Con le forze rinvigorite strisciò cauto tra i cespugli ormai secchi più a valle del villaggio e là, protetto dietro un grosso masso, rapido accese un fuoco tra gli sterpi. Il vento, venuto in suo aiuto, soffiò sempre più forte alimentando le fiamme tutt’intorno e spingendole voraci verso le capanne.
Ci volle poco perché i cani dessero l’allarme e la gente risvegliata, compreso il pericolo, corresse qua e là confusa e spaventata, preoccupata di salvare quanto possibile.
In quel trambusto nessuno badò all’ombra di Raavé corso furtivo a liberare la disperata Biandè e poi, insieme a lei, a condurre gli animali fuori dal recinto. Non li prese tutti, erano troppi e, così tanti, difficili da guidare. E poi voleva lasciare anche a loro, seppur nemici, la possibilità di sopravvivere.
Dovevano allontanarsi in fretta: quando gli uomini dal rosso pelo avessero capito l’inganno li avrebbero inseguiti inferociti.
Percorsero una via lunga ed estenuante per far perdere le tracce nelle paludi del piano.
Arrivarono al loro villaggio dopo tre giorni di continuo incerto vagare, sempre con la paura di essere raggiunti
Si fece gran festa e intorno al fuoco Biandè non si stancava di ripetere come incredula avesse visto apparire dalla profondità della terra, tra un alone di fuoco, l’ombra di Raavé giunto a liberarla.
La storia si diffuse tra le altre famiglie della tribù e da quel giorno Raavé non fu solo un giovane dalle strane abitudini, figlio del Sole, ma per tutti l’eletto mandato a guidarli sulla via perigliosa dell’esistenza.

*****

Già i suoi avi, fin dall’origine del mondo, erano andati sulla cima di quella montagna a rendere omaggio alle forze sacre dell’universo e a cercare la risposta alla domanda che da sola contiene tutte le domande. Da tempo per lui la salita si stava facendo ogni volta più dura, il fiato corto e ansimante, le giunture sempre più dolorose,.
Seduto sul masso sacro su cui soleva lasciarsi penetrare dal Grande Spirito della Natura, quel giorno rivisse tanti momenti della sua avventurosa esistenza senza provarne più emozione, ma sereno distacco.
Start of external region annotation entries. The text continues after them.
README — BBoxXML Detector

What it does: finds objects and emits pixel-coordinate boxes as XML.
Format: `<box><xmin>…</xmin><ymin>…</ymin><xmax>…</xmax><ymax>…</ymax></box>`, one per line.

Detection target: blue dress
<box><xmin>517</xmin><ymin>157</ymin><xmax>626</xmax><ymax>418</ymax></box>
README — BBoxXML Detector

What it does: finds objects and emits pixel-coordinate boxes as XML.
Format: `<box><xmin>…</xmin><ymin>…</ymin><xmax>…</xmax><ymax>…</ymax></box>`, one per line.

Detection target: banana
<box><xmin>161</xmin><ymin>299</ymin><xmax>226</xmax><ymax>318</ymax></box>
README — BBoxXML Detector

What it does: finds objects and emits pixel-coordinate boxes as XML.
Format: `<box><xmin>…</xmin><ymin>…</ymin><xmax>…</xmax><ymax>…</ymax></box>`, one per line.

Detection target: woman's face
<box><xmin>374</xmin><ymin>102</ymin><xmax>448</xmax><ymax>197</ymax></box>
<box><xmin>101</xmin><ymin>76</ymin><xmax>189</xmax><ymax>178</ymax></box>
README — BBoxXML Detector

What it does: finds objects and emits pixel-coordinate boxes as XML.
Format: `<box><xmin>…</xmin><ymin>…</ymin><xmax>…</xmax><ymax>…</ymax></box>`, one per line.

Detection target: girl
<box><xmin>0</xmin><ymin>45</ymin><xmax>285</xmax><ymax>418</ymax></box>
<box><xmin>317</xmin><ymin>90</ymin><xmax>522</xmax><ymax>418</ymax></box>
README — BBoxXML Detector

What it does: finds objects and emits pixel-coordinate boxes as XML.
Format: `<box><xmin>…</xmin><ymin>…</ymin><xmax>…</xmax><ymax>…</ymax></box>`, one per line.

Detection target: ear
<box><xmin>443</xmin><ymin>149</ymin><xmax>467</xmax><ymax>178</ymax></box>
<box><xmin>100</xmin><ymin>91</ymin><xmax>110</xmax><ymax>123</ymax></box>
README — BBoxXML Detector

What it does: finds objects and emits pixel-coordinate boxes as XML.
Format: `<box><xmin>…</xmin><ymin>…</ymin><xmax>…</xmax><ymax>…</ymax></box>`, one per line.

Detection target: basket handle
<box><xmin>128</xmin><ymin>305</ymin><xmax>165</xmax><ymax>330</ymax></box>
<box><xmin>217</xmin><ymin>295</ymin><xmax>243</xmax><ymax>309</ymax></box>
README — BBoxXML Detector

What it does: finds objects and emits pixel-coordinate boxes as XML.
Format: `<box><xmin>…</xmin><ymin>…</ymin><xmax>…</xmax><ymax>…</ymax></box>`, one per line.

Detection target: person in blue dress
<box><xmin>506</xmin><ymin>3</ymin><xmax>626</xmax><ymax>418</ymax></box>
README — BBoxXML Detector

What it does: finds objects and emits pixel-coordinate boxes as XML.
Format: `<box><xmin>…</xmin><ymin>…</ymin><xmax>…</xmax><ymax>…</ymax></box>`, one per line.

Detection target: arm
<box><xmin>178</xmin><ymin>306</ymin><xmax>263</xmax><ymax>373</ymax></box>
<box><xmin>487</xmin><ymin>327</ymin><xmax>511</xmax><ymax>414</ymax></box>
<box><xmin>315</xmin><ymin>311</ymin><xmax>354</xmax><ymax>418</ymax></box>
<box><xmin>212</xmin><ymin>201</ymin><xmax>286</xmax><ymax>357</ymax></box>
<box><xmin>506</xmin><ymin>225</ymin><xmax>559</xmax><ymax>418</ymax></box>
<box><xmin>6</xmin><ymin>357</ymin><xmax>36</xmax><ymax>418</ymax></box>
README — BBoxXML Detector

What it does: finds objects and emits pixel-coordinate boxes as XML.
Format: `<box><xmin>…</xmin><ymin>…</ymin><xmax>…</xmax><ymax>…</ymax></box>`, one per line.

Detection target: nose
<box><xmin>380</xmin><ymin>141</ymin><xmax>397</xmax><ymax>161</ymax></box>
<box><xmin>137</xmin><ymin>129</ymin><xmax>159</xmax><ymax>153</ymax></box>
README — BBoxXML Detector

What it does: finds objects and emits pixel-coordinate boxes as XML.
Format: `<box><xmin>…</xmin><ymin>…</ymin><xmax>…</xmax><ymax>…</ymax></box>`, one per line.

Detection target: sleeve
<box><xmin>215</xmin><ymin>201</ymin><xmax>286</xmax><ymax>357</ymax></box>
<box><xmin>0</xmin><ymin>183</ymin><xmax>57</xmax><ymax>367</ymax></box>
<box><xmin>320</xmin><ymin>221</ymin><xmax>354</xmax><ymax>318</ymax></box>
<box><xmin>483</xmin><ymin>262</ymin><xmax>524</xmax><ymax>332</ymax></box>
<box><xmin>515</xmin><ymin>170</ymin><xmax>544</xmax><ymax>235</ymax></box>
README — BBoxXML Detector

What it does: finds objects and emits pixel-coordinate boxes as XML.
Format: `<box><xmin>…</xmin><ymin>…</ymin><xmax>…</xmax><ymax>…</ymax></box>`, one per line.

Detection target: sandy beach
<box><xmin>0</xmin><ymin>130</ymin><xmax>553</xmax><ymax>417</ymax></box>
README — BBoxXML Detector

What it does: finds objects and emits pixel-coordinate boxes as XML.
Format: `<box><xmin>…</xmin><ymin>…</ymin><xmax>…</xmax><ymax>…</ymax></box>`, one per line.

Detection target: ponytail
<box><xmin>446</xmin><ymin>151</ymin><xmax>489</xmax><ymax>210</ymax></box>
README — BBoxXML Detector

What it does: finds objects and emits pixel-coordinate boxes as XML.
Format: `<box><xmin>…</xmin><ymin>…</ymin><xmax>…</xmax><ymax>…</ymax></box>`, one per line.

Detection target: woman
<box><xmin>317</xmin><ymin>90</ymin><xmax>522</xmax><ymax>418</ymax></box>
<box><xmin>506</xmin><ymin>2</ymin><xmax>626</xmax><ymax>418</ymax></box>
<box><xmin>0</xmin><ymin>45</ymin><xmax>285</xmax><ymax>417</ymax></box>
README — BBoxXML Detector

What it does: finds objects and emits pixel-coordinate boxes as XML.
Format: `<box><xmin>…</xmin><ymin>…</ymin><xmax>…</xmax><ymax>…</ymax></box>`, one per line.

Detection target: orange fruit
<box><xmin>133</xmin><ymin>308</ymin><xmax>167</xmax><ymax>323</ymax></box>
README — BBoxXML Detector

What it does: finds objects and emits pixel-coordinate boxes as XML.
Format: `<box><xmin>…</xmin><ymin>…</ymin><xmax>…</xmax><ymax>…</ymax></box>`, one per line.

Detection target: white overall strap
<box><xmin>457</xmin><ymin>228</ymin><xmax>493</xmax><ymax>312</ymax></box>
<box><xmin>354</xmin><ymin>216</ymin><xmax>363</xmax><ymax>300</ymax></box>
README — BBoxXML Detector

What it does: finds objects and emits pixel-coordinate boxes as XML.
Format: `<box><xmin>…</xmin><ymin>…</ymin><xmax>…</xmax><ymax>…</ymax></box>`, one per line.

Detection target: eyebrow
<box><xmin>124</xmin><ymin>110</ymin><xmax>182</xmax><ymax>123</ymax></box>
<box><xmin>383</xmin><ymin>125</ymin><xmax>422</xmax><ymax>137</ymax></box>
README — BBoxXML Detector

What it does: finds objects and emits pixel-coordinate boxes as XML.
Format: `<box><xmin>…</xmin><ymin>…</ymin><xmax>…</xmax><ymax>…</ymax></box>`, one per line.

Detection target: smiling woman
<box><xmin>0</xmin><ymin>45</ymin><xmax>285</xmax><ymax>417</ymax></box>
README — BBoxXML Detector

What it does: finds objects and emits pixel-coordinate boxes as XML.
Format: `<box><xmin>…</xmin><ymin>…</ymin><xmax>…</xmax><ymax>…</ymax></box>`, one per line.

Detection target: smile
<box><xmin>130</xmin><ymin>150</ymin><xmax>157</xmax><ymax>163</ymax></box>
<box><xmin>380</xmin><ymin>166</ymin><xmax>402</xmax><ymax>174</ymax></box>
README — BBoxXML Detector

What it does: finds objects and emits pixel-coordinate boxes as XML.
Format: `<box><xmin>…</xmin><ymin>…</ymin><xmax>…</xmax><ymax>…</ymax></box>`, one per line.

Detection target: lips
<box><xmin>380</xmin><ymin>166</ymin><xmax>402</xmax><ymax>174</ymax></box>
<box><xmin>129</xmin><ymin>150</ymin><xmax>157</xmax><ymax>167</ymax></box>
Da quando aveva salvato la sua gente da morte certa recuperandone gli animali, era stato investito da tutti di un’autorità sacra che, se da un lato lo esaltava, lo aveva reso anche diverso e solo tra tutti loro.
Sapeva che intorno al fuoco avrebbero raccontato ancora per molto tempo le sue gesta, ricordato il suo raro dominio dell’occulto, testimoniato i multiformi aiuti alla sua gente nei momenti più difficili. Ora però era stanco, esausto. Anelava tornare spirito senza corpo, dissolto nei raggi del sacro fuoco a cui la madre l’aveva un giorno offerto.
Là, su quella pietra, fu trovato assorto e ormai rigido quando le sue donne preoccupate lo andarono a cercare. Fu pianto a lungo e a suo perpetuo ricordo su quella Roccia vennero scavate sacre conche a formare figura di Re. Si dice che da quella lui abbia continuato a vegliare sul suo popolo e, ancora oggi, c’è chi va lassù a dialogare con lui, seduto sulla sua pietra, con gli occhi rivolti al grande astro che infonde vita al nostro mondo.